Increased DC trafficking to lymph nodes and contact hypersensitivity in junctional adhesion molecule-A–deficient mice
J. Clin. Invest. Maria Rosaria Cera, et al. 114:729 doi:10.1172/JCI21231 [Go to this article.]

Figure 2
Histological analysis of Jam-A ^–/– and endothelial Jam-A ^–/– mice. (A) Immunofluorescence staining of serial cryosections of Jam-A^+/+, Jam-A ^–/–, and endothelial Jam-A ^–/– (Tie-2 Cre Jam-A ^–/–) kidneys using anti-PECAM and anti–JAM-A (BV12) Ab’s.
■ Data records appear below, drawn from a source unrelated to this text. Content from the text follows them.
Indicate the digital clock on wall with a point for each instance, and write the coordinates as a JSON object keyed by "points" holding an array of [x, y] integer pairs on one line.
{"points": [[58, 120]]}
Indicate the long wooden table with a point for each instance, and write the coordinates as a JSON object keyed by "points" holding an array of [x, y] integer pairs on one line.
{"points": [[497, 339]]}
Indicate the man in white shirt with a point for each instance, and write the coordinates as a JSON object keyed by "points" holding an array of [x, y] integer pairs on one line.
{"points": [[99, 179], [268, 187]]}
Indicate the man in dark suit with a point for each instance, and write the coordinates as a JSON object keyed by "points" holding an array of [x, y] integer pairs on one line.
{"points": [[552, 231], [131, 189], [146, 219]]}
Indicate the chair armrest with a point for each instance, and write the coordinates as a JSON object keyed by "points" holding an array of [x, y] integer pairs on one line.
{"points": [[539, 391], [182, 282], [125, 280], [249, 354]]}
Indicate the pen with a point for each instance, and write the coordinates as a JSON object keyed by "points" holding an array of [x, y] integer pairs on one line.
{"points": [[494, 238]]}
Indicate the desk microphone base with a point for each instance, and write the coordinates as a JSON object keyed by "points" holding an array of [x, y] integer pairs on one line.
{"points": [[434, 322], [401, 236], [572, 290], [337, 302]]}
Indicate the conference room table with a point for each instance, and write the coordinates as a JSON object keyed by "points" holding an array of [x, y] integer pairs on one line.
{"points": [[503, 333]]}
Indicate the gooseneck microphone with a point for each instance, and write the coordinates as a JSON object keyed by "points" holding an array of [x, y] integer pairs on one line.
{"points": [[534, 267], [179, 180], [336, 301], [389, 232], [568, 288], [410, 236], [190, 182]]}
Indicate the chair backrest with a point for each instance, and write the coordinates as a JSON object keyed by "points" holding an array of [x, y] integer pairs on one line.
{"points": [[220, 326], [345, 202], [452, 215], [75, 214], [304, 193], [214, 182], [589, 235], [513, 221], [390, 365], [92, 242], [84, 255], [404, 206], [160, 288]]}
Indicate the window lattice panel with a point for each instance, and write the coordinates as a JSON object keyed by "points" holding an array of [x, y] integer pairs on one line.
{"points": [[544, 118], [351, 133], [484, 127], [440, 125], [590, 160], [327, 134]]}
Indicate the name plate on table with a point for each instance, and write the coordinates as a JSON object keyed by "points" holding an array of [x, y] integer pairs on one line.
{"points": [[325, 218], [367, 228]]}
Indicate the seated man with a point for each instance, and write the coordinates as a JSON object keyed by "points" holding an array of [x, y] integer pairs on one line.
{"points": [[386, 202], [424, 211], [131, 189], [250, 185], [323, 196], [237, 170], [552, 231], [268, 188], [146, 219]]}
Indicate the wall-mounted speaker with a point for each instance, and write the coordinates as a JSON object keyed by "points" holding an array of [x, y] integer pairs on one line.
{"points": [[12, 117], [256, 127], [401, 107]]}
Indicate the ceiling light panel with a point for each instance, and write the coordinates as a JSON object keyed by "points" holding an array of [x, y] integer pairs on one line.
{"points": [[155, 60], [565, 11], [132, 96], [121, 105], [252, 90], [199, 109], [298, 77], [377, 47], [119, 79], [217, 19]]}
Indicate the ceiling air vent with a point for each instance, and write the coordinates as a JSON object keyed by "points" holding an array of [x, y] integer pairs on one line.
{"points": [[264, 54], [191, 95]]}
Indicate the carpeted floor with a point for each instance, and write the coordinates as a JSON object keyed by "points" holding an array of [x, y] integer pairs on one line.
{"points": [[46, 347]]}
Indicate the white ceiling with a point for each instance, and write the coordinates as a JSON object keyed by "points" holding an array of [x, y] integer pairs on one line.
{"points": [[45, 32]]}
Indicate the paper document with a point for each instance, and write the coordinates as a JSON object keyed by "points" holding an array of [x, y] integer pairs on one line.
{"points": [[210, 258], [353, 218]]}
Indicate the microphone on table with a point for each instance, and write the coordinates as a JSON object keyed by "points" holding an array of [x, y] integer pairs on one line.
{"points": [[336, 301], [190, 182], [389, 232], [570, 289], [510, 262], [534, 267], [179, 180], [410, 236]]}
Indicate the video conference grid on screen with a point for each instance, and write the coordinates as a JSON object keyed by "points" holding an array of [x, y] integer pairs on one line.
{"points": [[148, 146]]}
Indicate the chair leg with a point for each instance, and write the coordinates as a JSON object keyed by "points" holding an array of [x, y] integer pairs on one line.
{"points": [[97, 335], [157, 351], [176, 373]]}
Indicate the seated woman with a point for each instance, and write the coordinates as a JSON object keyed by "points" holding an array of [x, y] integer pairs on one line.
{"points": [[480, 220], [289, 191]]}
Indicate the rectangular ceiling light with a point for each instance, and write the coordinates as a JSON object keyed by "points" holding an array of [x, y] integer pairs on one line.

All sections show positive staining for PECAM (both controls and mutants), while JAM-A staining is undetectable in all type of tissues in Jam-A ^–/– mice. Note that endothelial cells from Tie-2 Cre Jam-A ^–/– animals are negative for JAM-A staining (arrow). The arrowheads indicate that JAM-A staining on the epithelium of the tubuli is still detectable. Staining is weaker compared with Jam-A^+/+ mice since the peritubular capillaries are negative. Scale bar: 200 μm. (B) Immunostaining of serial cryosections of aorta from Jam-A^+/+ and Tie-2 Cre Jam-A ^–/– mice, using anti-PECAM and anti–JAM-A (BV12) Ab’s. Vascular endothelial JAM-A is undetectable in Tie-2 Cre Jam-A ^–/– aorta. Scale bar: 200 μm. (C) Cryosections of Jam-A^+/+ and Tie-2 Cre Jam-A ^–/– lymph nodes were double stained for LYVE (in green), a marker of lymphatic endothelial cells, and for JAM-A (in red). In Jam-A^+/+ mice, the colocalization of JAM-A and LYVE is evident; this was not observed in Tie-2 Cre Jam-A ^–/– animals. Scale bar: 50 μm.